Lastly, we’ll attempt picture fusion, the place we add an object from one picture into one other. For this instance, I’ve generated a picture of a lady’s hat utilizing nano-banana:
Utilizing the picture of the hat, we’ll now place it on the artisan’s head with the next immediate:
Transfer the identical lady and pose outdoor in open shade and place the straw hat from the product picture on her head. Align the crown and brim to the pinnacle realistically; bow over her proper ear (digital camera left), ribbon tails drifting softly with gravity. Use gentle sky gentle as key with a delicate rim from the brilliant background. Preserve true straw and lace texture, pure pores and skin tone, and a plausible shadow from the brim over the brow and high of the glasses. Preserve the batik material and her arms unchanged. Preserve the watercolor model unchanged.
This course of merges the hat picture with the bottom picture to generate a brand new picture, with minimal modifications to the pose and total model.

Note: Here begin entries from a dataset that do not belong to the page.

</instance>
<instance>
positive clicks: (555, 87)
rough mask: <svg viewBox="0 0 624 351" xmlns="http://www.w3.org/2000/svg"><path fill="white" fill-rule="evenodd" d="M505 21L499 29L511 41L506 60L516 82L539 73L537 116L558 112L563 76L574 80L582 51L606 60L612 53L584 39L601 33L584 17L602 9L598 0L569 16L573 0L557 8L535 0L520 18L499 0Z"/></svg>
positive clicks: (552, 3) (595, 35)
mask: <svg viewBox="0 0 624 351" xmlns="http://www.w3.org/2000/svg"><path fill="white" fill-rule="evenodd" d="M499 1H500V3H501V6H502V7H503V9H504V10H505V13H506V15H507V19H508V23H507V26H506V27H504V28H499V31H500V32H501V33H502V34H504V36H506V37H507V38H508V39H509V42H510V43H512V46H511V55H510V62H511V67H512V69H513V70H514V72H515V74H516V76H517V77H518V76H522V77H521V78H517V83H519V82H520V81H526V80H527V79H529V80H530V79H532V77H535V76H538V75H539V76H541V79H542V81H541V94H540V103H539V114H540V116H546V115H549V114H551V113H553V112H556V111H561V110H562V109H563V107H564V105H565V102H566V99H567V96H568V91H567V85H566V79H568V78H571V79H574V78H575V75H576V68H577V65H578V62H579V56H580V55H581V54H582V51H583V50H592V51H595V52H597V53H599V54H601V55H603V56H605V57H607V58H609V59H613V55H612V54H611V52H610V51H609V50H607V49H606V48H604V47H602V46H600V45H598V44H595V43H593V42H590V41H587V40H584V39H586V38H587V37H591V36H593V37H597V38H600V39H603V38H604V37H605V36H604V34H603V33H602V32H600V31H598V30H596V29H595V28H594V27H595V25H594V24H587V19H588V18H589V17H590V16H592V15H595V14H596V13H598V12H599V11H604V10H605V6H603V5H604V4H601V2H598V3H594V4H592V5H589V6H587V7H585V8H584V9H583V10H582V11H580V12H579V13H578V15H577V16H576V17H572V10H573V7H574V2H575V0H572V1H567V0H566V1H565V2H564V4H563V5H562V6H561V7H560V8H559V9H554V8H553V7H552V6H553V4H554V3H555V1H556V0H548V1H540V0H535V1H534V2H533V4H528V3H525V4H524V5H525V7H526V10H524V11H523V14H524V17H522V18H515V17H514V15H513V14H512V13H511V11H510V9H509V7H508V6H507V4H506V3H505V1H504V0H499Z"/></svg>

In Python, use the next code:
from PIL import Picture
# This code assumes 'consumer' has been configured from step one
base_image = Picture.open('/path/to/your/picture.png')

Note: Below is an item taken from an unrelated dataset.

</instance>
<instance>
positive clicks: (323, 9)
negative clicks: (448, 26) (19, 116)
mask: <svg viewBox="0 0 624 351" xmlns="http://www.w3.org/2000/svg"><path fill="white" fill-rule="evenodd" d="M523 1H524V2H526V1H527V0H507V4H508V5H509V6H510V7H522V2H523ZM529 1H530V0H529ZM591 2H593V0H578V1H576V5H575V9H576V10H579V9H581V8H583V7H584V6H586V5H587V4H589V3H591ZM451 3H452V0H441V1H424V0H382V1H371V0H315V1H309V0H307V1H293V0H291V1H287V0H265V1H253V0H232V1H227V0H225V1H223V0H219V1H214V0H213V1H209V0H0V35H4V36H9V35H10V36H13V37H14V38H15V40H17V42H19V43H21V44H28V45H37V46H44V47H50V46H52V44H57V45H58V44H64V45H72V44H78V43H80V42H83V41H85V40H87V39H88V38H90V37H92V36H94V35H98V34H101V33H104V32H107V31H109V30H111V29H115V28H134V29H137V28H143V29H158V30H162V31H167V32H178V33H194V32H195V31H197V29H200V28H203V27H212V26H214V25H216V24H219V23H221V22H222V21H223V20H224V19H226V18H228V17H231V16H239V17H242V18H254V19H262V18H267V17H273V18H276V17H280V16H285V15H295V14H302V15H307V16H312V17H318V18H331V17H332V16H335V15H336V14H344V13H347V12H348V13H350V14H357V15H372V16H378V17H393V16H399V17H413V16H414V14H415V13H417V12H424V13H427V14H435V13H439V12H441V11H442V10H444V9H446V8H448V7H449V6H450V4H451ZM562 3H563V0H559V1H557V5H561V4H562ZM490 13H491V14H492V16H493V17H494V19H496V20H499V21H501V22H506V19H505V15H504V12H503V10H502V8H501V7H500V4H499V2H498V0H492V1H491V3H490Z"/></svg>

hat_image = Picture.open('/path/to/your/hat.png')
fusion_prompt = "Transfer the identical lady and pose outdoor in open shade and place the straw hat..."
response = consumer.fashions.generate_content(
mannequin="gemini-2.5-flash-image-preview",
contents=[fusion_prompt, base_image, hat_image])
For greatest outcomes, use a most of three enter photographs. Utilizing extra might cut back output high quality.
That covers the fundamentals of utilizing the nano-banana mannequin. In my view, this mannequin excels when you might have current photographs that you just need to remodel or edit. It is particularly helpful for sustaining consistency throughout a sequence of generated photographs.
Attempt it for your self and do not be afraid to iterate, as you usually will not get the right picture on the primary attempt.
# Wrapping Up
Gemini 2.5 Flash Picture, or nano-banana, is the most recent picture era and enhancing mannequin from Google. It boasts highly effective capabilities in comparison with earlier picture era fashions. On this article, we explored methods to use nano-banana to generate and edit photographs, highlighting its options for sustaining consistency and making use of stylistic modifications.
I hope this has been useful!
Cornellius Yudha Wijaya is an information science assistant supervisor and information author. Whereas working full-time at Allianz Indonesia, he likes to share Python and information ideas through social media and writing media. Cornellius writes on a wide range of AI and machine studying subjects.